Disruptive digital technologies (DDTs), such as Web 3.0 and 3D printing have been instigating new organizational structures and by extension new marketing systems. The traditional marketing system under the influence of Dominant Social Paradigm (DSP) has been morphing into a “purposeful marketing system”, which has been evoked by digital commons or Global Collaborative Commons (GCCs) in recent years. The tradition-shattering purposeful marketing system is a reciprocative one based on distributive justice, which rejects the pre-established and socially constructed structures and appears to complement tradition-bound regnant marketing system, if not to replace it.
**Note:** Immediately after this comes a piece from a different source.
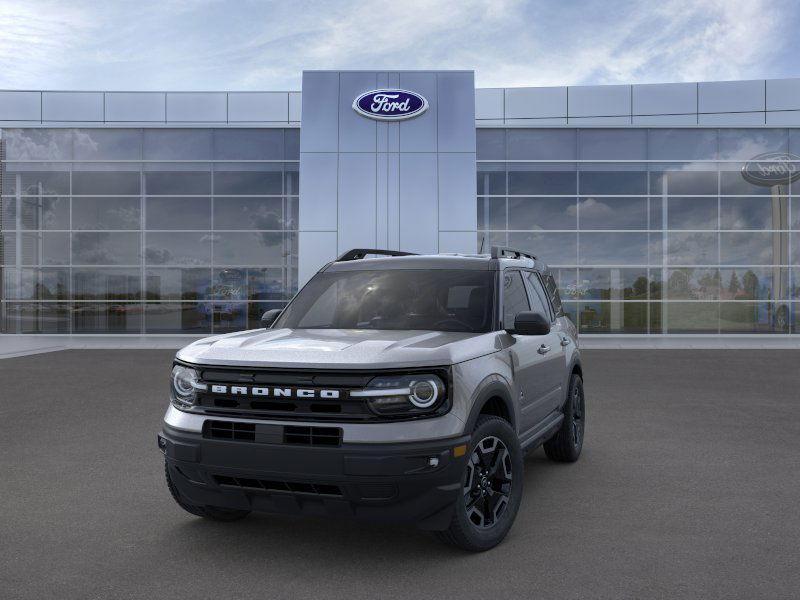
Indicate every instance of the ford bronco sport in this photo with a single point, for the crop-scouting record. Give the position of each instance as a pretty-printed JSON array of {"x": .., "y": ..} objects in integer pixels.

Until the onset of the new millennium, traditional chain-and-command organizations (CCOs) have been operating in the context of tradition-bound marketing system or the “received marketing paradigm”, which essentially prioritized growth, customer life-time value, targeting middle- and upper-class high value markets (Achrol & Kotler, 2012). The received marketing paradigm was also firm-centric and aimed to create value inside the business entity. Starting from 2007, these vertically integrated CCOs have adopted Web 2.0 technologies and incorporated users into their innovation and value creation activities in alignment with the new innovation paradigm, called open innovation (Chesbrough, 2003). This paradigm change has been evolutionary in its approach to value creation as it emphasized the importance of crowdsourcing and co-creation in innovating, devising, and developing creative products by drawing on external agents. Even though co-creation through Web 2.0 includes users in design and production, the process is orchestrated and controlled by the firm over a centralized platform through “value-in-access” perspective (Kelleci, 2021). This practice is a continuation of “marketing-as-usual” perspective (Sheth & Sisodia, 2006) and still entails a firm-centric approach to value creation. In firm-centric marketing-as-usual perspective, the goal is to increase sales and profitability largely on behalf of shareholders. Nevertheless, today, this approach has been shifting toward decentralized management approaches due to the advances in Web 3.0 technologies, the rise of participatory culture and, consequently, the emergence of Open Value Networks (OVNs) and Global Collaborative Commons (GCCs) respectively. These spawned organizational structures (i.e., OVNs and GCCs) stimulate a new marketing system, which capitalizes on a new type of value-creation, called “value-in-participation” (Kelleci, 2021).